Introduction to information technology (IT) risk and its potential to damage or devalue your business
Information technology or IT risk is basically any threat to your business data, critical systems and business processes. It is the risk associated with the use, ownership, operation, involvement, influence and adoption of IT within an organisation.
IT risks have the potential to damage business value and often come from poor management of processes and events.
Categories of IT risks
IT risk spans a range of business-critical areas, such as:
- security - eg compromised business data due to unauthorised access or use
- availability - eg inability to access your IT systems needed for business operations
- performance - eg reduced productivity due to slow or delayed access to IT systems
- compliance - eg failure to follow laws and regulations (eg data protection)
IT risks vary in range and nature. It's important to be aware of all the different types of IT risk potentially affecting your business.

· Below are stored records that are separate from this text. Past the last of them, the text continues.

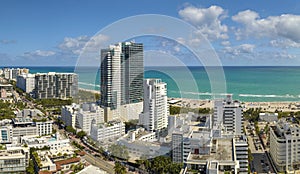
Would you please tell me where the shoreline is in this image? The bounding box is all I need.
[168,98,300,112]
[78,88,100,94]
[78,88,300,112]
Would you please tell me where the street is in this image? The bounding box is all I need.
[83,152,114,174]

Potential impact of IT failure in business
For businesses that rely on technology, events or incidents that compromise IT can cause many problems. For example, a security breach can lead to:
- identity fraud and theft
- financial fraud or theft
- damage to reputation
- damage to brand
- damage to your business physical assets
Failure of IT systems due to downtime or outages can result in other damaging and diverse consequences, such as:
- lost sales and customers
- reduced staff or business productivity
- reduced customer loyalty and satisfaction
- damaged relationship with partners and suppliers
If IT failure affects your ability to comply with laws and regulations, then it could also lead to:
- breach of legal duties
- breach of client confidentiality
- penalties, fines and litigation
- reputational damage
If technology is enabling your connection to customers, suppliers, partners and business information, managing IT risks in your business should always be a core concern.
Understand why IT risk management matters.

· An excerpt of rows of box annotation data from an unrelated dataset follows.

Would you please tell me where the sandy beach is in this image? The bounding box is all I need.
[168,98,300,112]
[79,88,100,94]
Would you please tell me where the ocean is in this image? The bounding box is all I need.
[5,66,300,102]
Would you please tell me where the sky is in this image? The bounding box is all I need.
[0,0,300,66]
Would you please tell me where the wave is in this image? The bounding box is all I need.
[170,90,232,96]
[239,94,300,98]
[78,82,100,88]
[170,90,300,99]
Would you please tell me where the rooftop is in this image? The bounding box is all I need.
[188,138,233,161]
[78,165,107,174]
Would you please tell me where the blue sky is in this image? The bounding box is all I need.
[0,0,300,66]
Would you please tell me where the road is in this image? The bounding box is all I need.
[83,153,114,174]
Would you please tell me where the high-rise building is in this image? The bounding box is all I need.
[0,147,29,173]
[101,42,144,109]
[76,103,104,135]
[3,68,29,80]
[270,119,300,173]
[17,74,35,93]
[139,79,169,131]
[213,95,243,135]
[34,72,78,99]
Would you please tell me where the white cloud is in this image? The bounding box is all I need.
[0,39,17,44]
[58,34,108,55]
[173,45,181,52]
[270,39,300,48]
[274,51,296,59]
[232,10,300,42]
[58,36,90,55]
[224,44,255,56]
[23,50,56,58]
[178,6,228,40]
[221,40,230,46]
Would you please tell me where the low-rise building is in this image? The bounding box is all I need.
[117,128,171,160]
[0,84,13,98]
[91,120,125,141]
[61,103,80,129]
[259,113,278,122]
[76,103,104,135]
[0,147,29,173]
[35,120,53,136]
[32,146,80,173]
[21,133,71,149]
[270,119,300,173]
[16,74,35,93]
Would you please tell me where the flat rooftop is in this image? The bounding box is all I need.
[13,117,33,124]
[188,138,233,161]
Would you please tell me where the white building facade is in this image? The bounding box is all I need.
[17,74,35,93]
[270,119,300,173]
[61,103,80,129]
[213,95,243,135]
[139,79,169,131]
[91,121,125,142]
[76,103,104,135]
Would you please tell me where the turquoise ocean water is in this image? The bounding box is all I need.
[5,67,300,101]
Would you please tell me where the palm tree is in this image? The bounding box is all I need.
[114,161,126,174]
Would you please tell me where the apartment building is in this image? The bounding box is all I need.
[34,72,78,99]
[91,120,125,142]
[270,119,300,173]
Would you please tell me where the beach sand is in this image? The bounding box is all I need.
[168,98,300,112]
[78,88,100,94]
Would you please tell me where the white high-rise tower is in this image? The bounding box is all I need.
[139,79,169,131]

The National Cyber Security Centre offers detailed guidance to help organisations make decisions about cyber security risk.
Different types of IT risk
Your IT systems and the information that you hold on them face a wide range of risks. If your business relies on technology for key operations and activities, you need to be aware of the range and nature of those threats.
Types of risks in IT systems
Threats to your IT systems can be external, internal, deliberate and unintentional. Most IT risks affect one or more of the following:
- business or project goals
- service continuity
- bottom line results
- business reputation
Examples of IT risks
Looking at the nature of risks, it is possible to differentiate between:
- Physical threats - resulting from physical access or damage to IT resources such as the servers. These could include theft, damage from fire or flood, or unauthorised access to confidential data by an employee or outsider.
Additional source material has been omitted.